Consider a simpler version, where you flip a coin three times, then four times, then five times, etc., and you stop if you ever get the same side for every flip in a given turn. The probability that you'll stop is equal to 1/4 + 1/8 + 1/16 + ... which is 50%. If you do this forever then you'll eventually see a run of ten trillion heads or tails, but you probably won't see that run before your ten trillionth turn.
So I think the question is, does the anti-hydra sequence ever diverge sufficiently from randomness?
This is true.
But it would still halt. Infinity is weird like that. To be clear, I mean the sequence of coin flips where the total value of heads/tails is 2:1.
The probability of having a 2:1 ratio of heads/tails - at some point - in an infinite sequence of fair flips is 1, is it not?
The anti-hydra may have a bias, and only if that bias is against the halt condition do we have a case where we can conclude that the anti-hydra does not halt.
This problem is equivalent to a one-dimensional random walk where the terminating condition is reaching a value equal to the number of steps you've taken divided by 3. I'm not quite sure how to calculate the probability of that.
Intuitively, I'd expect this to have a finite probability. The variance grows with sqrt(n), which gets arbitrarily far away from n/3.
Looking at it another way, this should be very similar to the gambler's ruin problem where the gambler is playing against an infinitely rich house and their probability of winning a dollar is 2/3. If the gambler starts with $1 then the probability of ever reaching zero is 1 - (1/3)/(2/3) = 50%. Reference for that formula: https://www.columbia.edu/~ks20/FE-Notes/4700-07-Notes-GR.pdf
For example, randomly picking the number 0.5 out of the interval of real numbers [0,1] has probability 0, and yet it might happen. The probability of picking an irrational number instead was 1 (because almost all real numbers are irrational), but that didn't happen.
Even if you consider a countably infinite number of events, as with the coinflip example, it might just happen that the coin flips to one side forever.
Since the machines under consideration just represent one specific sequence of events, probabilistic arguments may be misleading.
Relevant xkcd: https://xkcd.com/221/
What are you tring to say?
> The probability of having a 2:1 ratio of heads/tails - at some point - in an infinite sequence of fair flips is 1, is it not?
Yes, but "probability = 1" absolutely does not mean "will happen eventually" in pure mathematics. Infinity is weird like that.
In other words, an unbiased random walk should almost surely return to the origin, but a biased random walk will fail to return to the origin with nonzero probability. This can be considered a biased random walk [0], since the halting condition linearly moves further and further away from the expected value of the 50/50 walk.
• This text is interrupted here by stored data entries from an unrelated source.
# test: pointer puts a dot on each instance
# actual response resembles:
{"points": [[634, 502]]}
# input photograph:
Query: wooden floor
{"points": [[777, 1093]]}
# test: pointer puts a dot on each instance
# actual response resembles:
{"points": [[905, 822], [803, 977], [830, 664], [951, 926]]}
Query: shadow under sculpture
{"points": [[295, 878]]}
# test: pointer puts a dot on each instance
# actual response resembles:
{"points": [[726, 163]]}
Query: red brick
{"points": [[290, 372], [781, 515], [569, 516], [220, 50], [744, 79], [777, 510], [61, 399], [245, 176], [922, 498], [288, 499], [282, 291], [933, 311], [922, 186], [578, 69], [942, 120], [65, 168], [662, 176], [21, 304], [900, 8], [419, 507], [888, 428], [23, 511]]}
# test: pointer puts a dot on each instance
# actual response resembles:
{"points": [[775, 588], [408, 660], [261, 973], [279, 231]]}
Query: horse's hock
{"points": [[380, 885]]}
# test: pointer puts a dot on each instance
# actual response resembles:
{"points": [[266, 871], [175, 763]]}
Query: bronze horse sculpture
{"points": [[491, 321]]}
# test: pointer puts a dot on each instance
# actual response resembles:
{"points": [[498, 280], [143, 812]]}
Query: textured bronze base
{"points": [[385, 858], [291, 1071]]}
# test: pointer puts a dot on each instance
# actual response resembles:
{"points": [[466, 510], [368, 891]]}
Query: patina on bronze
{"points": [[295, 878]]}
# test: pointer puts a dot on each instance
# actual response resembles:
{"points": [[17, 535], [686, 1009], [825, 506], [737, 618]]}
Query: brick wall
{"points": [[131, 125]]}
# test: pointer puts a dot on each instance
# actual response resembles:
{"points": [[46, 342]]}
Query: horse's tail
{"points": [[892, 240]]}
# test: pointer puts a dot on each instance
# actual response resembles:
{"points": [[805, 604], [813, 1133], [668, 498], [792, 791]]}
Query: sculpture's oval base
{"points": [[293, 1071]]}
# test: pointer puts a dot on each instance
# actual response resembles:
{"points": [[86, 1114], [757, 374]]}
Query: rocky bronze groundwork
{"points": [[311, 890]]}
That said, empirically and in all current analyses, the Antihydra's parity behaves as if it were roughly fair over long spans (neither a proven odd nor even bias), and the short-range statistics look pseudo-random. Non-halting is overwhelmingly plausible... but a concrete proof seems out of reach.
The sequence is (truly/fairly) random in its distribution of mods 1/2.
Even fair coins flipped infinitely would - on occasion - have arbitrary long results of heads or tails.
So the question becomes, is the anti-hydra sequence 'sufficiently' random?